Keywords: Optimum sample size, sampling cost, stratification and proportional allocation
1. Introduction
At the very beginning of the planning stage of a statistical investigation the question of the magnitude of the sample size
according to Thompson (1992) forms a very critical aspect of the study, especially in the case where the population of interest is stratified. In particular, questions such as how big should the sample size be or how many units of the population should be sampled from each stratum
dominate the early stages of the sampling process. However the
estimation of the sample size prior to the research undertaking requires the postulation of an effect size that may be related to a correlation, an f-value, or a non-parametric test. In the procedure implemented here the effect is the difference between two means or proportions respectively. Therefore the effect size which can be labelled as 'd' is mostly subjective due to the fact that it presents the difference that the researcher or practitioner wants to discover as well as the difference that one may find to be relevant.On the other hand, the cost involved in the data collection process could also affect the size of the sample drawn from the strata since in many cases the cost is fixed to a certain amount. As a result, there is a need to incorporate the information concerning the cost of obtaining information from various strata when calculating the total sample size. Therefore in this paper we describe the process involved as
well as the calculation for obtaining the optimum sample size from the population of students residing in the campus residence (hostels) at the University of Namibia (UNAM) main campus during the 2002 academic year. In particular the data used in this paper were obtained from a study by Neema (2003) on the resident student perceptions of on-campus living and study environments at UNAM and their relation to academic performance.

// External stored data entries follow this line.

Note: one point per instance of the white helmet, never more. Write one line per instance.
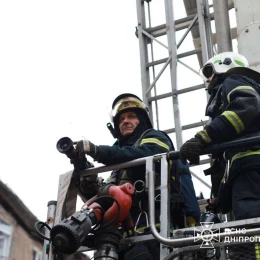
(221, 63)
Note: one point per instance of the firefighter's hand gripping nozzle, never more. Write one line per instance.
(110, 207)
(66, 146)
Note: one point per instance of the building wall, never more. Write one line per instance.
(22, 245)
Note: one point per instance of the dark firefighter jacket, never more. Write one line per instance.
(235, 112)
(150, 143)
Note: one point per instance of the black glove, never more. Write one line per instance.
(86, 147)
(191, 150)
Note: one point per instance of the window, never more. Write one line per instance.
(37, 255)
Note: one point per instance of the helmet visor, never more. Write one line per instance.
(206, 72)
(125, 103)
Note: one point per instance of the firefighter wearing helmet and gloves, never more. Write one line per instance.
(234, 107)
(136, 138)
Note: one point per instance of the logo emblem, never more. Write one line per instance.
(211, 235)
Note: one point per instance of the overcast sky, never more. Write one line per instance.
(62, 63)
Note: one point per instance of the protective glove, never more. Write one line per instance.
(86, 147)
(191, 151)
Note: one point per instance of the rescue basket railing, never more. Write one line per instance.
(163, 236)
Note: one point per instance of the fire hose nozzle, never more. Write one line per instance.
(65, 145)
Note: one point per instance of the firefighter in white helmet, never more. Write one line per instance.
(234, 107)
(136, 138)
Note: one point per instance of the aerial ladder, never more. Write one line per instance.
(199, 23)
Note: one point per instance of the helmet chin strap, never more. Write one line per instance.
(111, 129)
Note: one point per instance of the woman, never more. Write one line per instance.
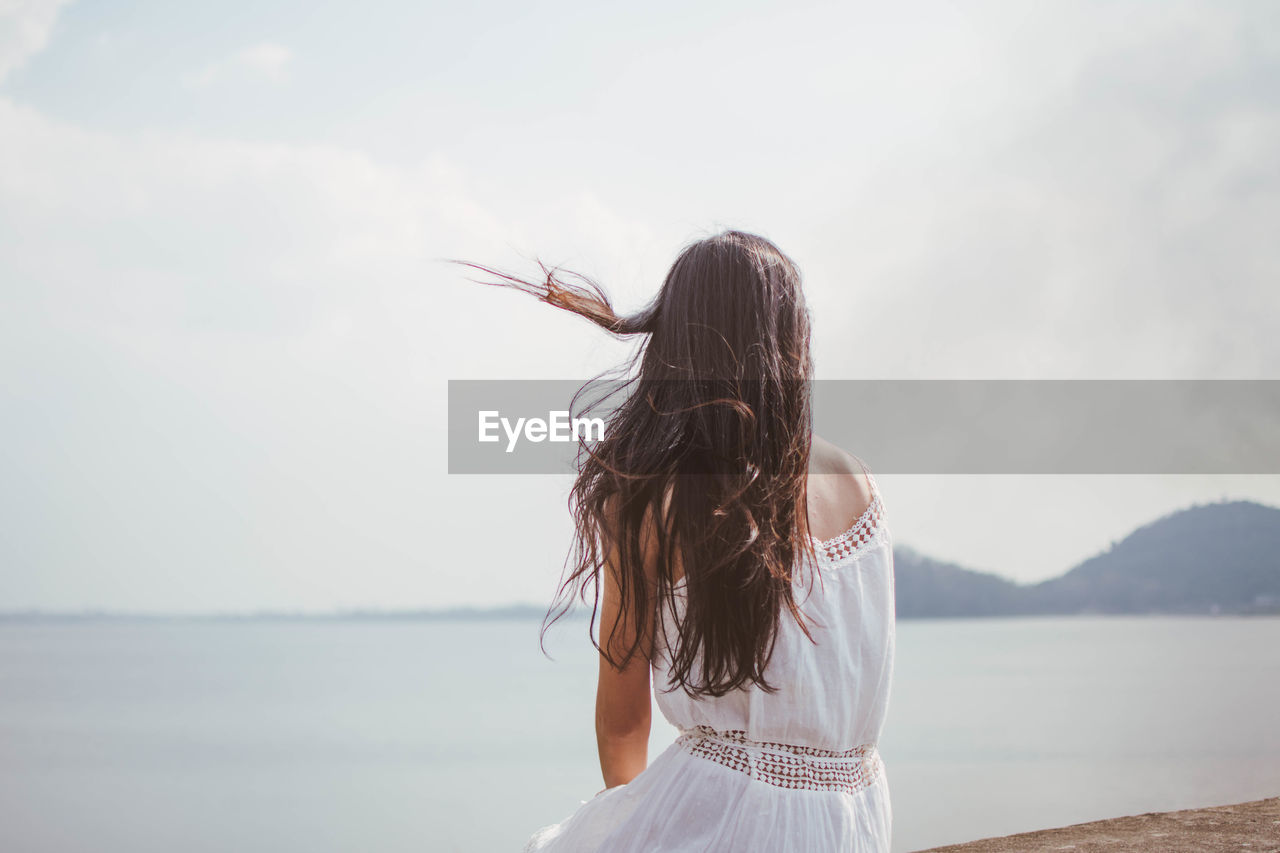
(746, 568)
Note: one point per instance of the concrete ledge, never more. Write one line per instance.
(1247, 826)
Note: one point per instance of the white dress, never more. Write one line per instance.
(794, 770)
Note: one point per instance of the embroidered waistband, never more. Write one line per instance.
(786, 765)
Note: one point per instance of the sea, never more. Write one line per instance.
(466, 735)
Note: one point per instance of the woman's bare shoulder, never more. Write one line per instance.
(841, 475)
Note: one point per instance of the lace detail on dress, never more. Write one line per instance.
(787, 765)
(864, 532)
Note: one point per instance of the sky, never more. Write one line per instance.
(227, 334)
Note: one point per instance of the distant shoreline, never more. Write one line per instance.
(510, 614)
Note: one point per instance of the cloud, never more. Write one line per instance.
(266, 60)
(24, 30)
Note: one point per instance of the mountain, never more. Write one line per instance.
(928, 587)
(1207, 559)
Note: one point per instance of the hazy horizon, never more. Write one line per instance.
(228, 334)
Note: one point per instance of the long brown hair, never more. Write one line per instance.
(713, 442)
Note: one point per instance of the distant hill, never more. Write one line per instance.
(1216, 557)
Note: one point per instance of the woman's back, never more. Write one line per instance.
(833, 692)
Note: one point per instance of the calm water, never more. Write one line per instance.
(391, 737)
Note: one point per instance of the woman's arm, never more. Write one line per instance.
(622, 698)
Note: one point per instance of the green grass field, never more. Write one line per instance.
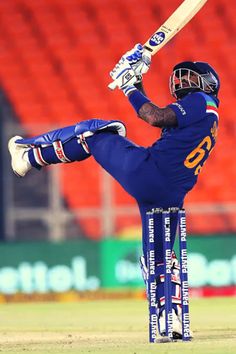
(111, 327)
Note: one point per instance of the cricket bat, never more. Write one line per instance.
(179, 18)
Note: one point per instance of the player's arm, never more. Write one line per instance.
(128, 76)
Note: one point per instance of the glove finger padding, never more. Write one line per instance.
(123, 74)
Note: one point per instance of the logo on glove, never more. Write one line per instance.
(157, 38)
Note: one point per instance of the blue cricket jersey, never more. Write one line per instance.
(181, 152)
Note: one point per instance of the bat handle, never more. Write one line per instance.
(112, 85)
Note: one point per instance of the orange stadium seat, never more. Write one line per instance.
(55, 58)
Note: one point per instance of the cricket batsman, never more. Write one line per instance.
(158, 176)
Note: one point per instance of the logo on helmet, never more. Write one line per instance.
(157, 38)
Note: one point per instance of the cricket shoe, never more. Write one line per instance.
(177, 325)
(19, 157)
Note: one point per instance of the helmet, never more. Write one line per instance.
(195, 76)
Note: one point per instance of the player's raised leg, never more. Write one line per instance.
(63, 145)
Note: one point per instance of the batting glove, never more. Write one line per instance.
(123, 75)
(139, 60)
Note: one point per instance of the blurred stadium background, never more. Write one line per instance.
(72, 228)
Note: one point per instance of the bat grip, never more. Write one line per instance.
(112, 85)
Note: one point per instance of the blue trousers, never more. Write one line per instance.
(138, 173)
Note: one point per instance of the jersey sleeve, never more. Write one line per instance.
(191, 109)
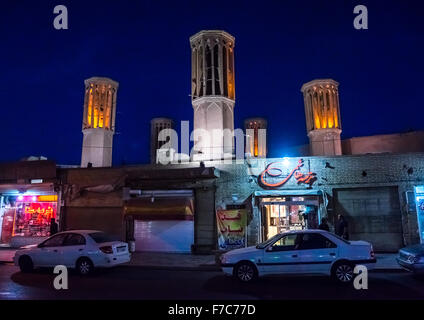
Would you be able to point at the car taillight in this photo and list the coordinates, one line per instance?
(107, 249)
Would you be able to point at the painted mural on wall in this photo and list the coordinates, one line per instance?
(276, 174)
(231, 228)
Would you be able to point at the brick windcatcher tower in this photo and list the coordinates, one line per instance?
(213, 93)
(322, 111)
(98, 125)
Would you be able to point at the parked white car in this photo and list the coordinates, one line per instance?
(80, 249)
(300, 252)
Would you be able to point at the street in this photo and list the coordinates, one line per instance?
(145, 283)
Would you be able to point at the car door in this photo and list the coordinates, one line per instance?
(317, 253)
(50, 251)
(282, 257)
(73, 247)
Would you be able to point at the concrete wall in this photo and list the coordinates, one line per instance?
(385, 143)
(392, 143)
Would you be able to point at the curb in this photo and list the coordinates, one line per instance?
(174, 268)
(215, 268)
(389, 270)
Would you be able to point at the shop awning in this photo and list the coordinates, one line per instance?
(282, 192)
(160, 208)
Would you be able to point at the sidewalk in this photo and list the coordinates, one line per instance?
(386, 262)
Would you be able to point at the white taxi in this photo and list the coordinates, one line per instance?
(300, 252)
(80, 249)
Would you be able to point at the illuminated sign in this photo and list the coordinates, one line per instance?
(273, 176)
(40, 211)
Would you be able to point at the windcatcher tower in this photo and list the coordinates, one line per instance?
(157, 125)
(256, 145)
(98, 125)
(321, 99)
(213, 94)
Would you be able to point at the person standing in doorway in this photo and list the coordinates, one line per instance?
(342, 227)
(324, 225)
(53, 227)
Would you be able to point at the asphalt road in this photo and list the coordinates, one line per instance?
(141, 283)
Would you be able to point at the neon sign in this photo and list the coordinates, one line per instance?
(275, 173)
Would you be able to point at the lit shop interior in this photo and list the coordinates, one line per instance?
(285, 213)
(25, 215)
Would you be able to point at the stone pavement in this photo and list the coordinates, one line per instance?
(157, 260)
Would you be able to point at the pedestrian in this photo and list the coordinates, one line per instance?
(342, 227)
(324, 225)
(53, 226)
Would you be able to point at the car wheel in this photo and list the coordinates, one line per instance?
(245, 272)
(343, 272)
(84, 266)
(25, 264)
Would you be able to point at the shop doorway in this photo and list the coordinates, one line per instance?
(284, 213)
(161, 220)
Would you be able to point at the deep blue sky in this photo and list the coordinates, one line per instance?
(144, 45)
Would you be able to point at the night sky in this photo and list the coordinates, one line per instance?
(144, 45)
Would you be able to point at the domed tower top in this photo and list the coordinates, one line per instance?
(100, 103)
(212, 59)
(321, 98)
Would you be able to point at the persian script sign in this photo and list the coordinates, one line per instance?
(273, 176)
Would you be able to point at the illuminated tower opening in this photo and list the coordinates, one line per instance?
(213, 94)
(98, 125)
(322, 111)
(255, 129)
(157, 125)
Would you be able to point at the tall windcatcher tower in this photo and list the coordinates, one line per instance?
(213, 94)
(256, 129)
(321, 98)
(98, 125)
(158, 125)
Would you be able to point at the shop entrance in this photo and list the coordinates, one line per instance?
(26, 216)
(284, 213)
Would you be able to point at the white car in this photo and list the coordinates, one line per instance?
(80, 249)
(300, 252)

2. The structure of the campus residence
The UNAM campus residence consists of two separate units of blocks or dormitories which are normally referred to as the New and Old hostels. The hostels provide for the students’ housing as well as their catering needs.
2.1 Characteristics of the hostels
(i) Old hostels
The old hostels are the original student residences erected before the institution became a university. The old hostels consist of blocks A to C. Each of these blocks has 128 bedrooms for students.
(ii) New hostels
The new hostels were primarily constructed to address the increasing number of students seeking accommodation each year. These hostels consist of blocks ranging from A to K, with each of the blocks consisting of about 58 bedrooms. Although these hostels were designed to ease the housing problems on campus, they do not completely eradicate the problem as the lack of accommodation on campus is still one of the problems that students face each year. The total population of students residing on campus is 1095.
2.2 Hostel management
The management of the hostels is overseen by the accommodation management committee and also by the housing committee members (HC). The top management consists of the head of accommodation, a deputy head, and secretaries. The HC members are students who are elected annually by their hostel residents to represent and administer the welfare of their respective blocks.

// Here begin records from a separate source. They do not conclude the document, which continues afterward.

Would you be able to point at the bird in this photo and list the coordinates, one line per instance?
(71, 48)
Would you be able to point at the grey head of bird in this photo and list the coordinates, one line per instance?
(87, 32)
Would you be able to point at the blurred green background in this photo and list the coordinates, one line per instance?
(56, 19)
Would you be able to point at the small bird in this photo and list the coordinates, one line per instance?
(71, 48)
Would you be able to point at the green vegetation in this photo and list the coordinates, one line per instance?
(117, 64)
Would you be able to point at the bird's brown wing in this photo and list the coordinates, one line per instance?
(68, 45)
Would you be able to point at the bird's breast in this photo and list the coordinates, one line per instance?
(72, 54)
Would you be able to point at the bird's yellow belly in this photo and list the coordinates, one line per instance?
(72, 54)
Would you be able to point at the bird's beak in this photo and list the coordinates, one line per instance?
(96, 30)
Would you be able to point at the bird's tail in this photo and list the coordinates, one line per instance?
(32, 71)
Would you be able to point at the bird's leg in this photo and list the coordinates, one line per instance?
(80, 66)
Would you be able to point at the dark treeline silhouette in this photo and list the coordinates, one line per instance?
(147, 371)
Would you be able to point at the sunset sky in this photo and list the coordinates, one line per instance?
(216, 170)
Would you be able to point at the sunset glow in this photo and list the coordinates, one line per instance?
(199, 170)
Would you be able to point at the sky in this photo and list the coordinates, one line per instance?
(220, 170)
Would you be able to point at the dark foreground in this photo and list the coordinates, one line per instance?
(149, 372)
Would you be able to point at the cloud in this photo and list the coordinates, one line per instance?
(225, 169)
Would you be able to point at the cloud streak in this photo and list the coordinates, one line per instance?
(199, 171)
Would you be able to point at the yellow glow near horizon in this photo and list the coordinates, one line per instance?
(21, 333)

2.3 Limitation of the original study
The initial study was limited to the students receiving their tertiary education at the University of Namibia main campus, who were residing in the hostels. As pointed out by Neema (2003), first year students were not included in the study since it was decided as a prerequisite that the students should have spent at least a year in the institution hostels, so that they would be able to give informed judgment about the prevailing conditions.
3 Sample and sampling procedure
In order to undertake the sample selection process, a stratified sampling technique was employed to stratify the 14 residence blocks into 14 strata (see Foreman, 1991). The decision to use stratified sampling was influenced by the fact that the student experiences might differ from block to block. Blocks are considered to be homogeneous units. The strata are as follows:
Stratum 1 is A block (OH)
Stratum 2 is B block (OH)
Stratum 3 is C block (OH)
Stratum 4 is A block (NH)
Stratum 5 is B block (NH)
Stratum 6 is C block (NH)
Stratum 7 is D block (NH)
Stratum 8 is E block (NH)
Stratum 9 is F block (NH)
Stratum 10 is G block (NH)
Stratum 11 is H block (NH)
Stratum 12 is I block (NH)
Stratum 13 is J block (NH)
Stratum 14 is K block (NH)
OH signifies old hostel and NH is the new hostel.
The total population of students residing in the hostels in the 2002 academic year was 1095 students, of whom 203 were first year students. However as indicated in section 2.3, since first year students were not part of the survey, this brought the total population of students to be surveyed to 892.
In the context of survey sampling the cost can be divided into three parts: namely total cost, the overhead or sampling cost and the cost per head (Groves, 2004). The total cost constitutes all the expenses that are earmarked for the completion of the study. This covers everything from the planning and execution to the compilation of the report. On the other hand, the overhead or sampling cost is only the cost that is necessary in the operation of conducting the sampling process itself. In survey sampling this may include the cost of questionnaire printing, stationery, logistics such as transport to the survey place, costs of follow up and the overall cost for conducting interviews. The sampling cost is a subset of the total cost.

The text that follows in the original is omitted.